What for?
Moving from C to assembler (the need has appeared) I found a bad thing for myself, there is no favorite function _delay_ms (long millisecond) on it (Internet search didn’t give anything, I could be looking bad) to write 8000 empty commands (for 8 MHz to keep 1 ms ) of course it's nonsense, this is where the idea to write your Delay came from.
Step by step
Inspired by his idea, of course, he immediately rushed into battle, without thinking much about it, decided to immediately measure out in milliseconds. The code was successfully written,
.macro DELAY_MS push R16 push R17 push R24 push R28 ldi R28, LOW(@0) ldi R24, HIGH(@0) rjmp cycMKS cycSEK: subi R24,1 ldi R28, 255 cycMKS: cpi R28, 1 brlo decMKS subi R28,1 ldi R16, LOW(@1/1000) ldi R17, HIGH(@1/1000) rjmp _delay_c new_cycle: subi R17, 1 ldi R16, 255 _delay_c: subi R16, 4 cpi R16, 4 brsh _delay_c NOP NOP cpi R17, 0 brne new_cycle rjmp cycMKS decMKS: cpi R24,0 brne cycSEK pop R28 pop R24 pop R17 pop R16 .endm 
For development I use AVR Studio 4 + gcc, respectively, and tested the code there too. Result at the end of debugging:
')

...
.equ F_CPU = 8000000; Frequency in Hz
...
DELAY_MS 4, F_CPU; macro substitution for 4 ms
...
Too much error, growing with an increase in the magnitude of the delay, directly hit the eye, it became no longer possible to optimize the writing. I decided to go in order, first write the loop counter for 1 byte, 2 bytes, and afterwards, gluing it all together, get a delay in milliseconds.
The result was 3 macros:
 ;    ; @0 –    9-255 ( ) .macro DELAY_CL ;push R16 ldi R16, LOW(@0)-5 _delay_cl: subi R16, 4 cpi R16, 4 brsh _delay_cl cpi R16, 1 breq end_cl_1 cpi R16, 0 breq end_cl cpi R16, 2 breq end_cl rjmp end_cl end_cl_1: NOP NOP NOP end_cl: .endm 
 ;    ; @0 –    15-65535 ( ) .macro DELAY_C ldi R16, LOW(@0) cpi R16, 17 brsh fault rjmp init_R17 fault: DELAY_CL LOW(@0-7) init_R17: ldi R17, HIGH(@0) cpi R17, 0 breq end_c new_cycle: subi R17, 1 DELAY_CL 252 cpi R17, 0 brne new_cycle NOP end_c: .endm 
The cycles in the respective ranges counts exactly.
 ;    ; @0 –    1 – 65535 ( ) ; @1 –    ( >= 1,3 MHz) .macro DELAY_MS push R19 push R18 push R17 push R16 ldi R18, LOW(@0) ldi R19, HIGH(@0) cpi R18, 0 breq re_init _cicl_msl: DELAY_C @1/1000 subi R18, 1 cpi R18, 0 breq re_init rjmp _cicl_msl re_init: cpi R19, 0 breq _end_c subi R19, 1 ldi R18, 255 DELAY_C (@1/1000)-255*5 rjmp _cicl_msl _end_c: pop R16 pop R17 pop R18 pop R19 .endm 
The results of this code are more successful:
For 1 ms (Atmega8535, F_CPU = 8001000 Hz)
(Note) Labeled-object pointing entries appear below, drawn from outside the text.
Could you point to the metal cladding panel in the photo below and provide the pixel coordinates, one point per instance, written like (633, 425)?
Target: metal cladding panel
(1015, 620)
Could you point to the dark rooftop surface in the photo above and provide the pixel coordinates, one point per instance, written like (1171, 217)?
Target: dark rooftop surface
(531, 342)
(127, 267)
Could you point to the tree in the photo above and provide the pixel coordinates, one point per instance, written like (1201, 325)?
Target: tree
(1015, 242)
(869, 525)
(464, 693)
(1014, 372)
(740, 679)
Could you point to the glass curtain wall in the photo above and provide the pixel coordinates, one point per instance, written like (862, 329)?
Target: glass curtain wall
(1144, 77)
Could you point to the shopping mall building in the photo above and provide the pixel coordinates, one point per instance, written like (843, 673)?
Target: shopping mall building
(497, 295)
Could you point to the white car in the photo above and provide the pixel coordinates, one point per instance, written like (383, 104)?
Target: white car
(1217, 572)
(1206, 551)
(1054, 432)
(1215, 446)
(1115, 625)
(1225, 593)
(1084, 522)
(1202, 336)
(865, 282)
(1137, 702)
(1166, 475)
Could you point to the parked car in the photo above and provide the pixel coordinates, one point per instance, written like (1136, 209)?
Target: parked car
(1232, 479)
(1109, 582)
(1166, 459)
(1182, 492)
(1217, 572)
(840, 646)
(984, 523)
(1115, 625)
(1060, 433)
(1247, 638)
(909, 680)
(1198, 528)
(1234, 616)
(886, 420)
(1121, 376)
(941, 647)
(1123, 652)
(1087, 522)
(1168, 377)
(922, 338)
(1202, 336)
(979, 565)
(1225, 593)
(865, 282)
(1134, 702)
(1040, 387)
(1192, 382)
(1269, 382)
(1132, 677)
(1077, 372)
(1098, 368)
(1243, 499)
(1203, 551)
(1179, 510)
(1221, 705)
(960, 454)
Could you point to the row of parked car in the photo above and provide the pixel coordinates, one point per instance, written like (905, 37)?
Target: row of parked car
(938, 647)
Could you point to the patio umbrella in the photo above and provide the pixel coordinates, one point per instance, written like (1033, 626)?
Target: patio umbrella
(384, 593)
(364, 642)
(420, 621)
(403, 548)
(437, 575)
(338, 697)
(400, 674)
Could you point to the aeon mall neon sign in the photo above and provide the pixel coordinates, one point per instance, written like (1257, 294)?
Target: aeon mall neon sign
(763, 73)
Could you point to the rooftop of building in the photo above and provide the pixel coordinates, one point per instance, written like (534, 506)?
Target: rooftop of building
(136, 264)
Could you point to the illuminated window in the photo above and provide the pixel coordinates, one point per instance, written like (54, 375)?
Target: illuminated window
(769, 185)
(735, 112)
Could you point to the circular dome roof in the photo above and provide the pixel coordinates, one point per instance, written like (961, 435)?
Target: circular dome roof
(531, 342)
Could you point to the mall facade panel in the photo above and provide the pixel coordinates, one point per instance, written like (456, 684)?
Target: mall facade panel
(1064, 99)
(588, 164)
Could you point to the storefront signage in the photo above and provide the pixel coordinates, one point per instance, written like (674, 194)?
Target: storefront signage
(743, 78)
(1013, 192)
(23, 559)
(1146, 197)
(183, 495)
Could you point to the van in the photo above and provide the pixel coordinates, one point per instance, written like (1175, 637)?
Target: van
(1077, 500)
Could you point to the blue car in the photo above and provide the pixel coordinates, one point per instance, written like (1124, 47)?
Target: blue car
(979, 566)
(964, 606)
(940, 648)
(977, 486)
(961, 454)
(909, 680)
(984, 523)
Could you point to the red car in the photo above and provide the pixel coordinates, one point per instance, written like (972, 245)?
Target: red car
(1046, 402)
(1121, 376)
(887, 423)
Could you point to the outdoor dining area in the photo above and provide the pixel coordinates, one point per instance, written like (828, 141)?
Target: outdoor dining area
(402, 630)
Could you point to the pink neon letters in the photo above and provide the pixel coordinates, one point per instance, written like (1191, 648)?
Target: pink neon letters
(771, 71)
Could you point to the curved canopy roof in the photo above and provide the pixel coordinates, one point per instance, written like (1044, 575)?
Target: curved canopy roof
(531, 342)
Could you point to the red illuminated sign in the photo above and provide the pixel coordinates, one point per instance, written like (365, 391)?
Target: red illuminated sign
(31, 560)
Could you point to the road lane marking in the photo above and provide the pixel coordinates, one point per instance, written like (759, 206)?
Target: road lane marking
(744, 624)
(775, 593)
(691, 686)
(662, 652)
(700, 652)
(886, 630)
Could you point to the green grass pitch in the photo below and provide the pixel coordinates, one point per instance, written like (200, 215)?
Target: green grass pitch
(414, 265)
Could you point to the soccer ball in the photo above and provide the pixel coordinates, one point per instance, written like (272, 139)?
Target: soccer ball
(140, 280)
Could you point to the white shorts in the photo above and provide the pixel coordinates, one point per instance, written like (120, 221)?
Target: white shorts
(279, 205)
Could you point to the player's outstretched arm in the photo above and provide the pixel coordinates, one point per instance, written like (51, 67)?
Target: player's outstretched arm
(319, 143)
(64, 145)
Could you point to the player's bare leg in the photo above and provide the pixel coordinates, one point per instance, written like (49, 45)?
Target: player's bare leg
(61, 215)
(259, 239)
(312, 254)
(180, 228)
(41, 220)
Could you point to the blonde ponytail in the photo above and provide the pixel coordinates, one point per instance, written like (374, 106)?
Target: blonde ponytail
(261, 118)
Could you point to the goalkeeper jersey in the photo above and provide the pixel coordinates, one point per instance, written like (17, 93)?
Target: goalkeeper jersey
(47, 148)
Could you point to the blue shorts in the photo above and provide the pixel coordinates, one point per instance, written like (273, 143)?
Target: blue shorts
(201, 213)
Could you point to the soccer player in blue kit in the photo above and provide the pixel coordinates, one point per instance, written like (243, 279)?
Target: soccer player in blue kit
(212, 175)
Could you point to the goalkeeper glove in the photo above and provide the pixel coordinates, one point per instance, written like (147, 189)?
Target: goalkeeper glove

For 300ms (Atmega8535, F_CPU = 8001000 Hz)

For 32s (Atmega8535, F_CPU = 8001000 Hz)

For 300ms (Atmega6490, F_CPU = 4000000 Hz)

For 300ms (ATtiny43U, F_CPU = 2000000 Hz)

The error lies in the range of ~ 4-150 microseconds. That is quite enough.
I would like to change the DELAY_MS macro to a subroutine (it’s logical to embed so much code with each call), but I’m picking weeks 2 with an assembler, and until I figured out how to put all this into a separate module, and make the function in it appropriate.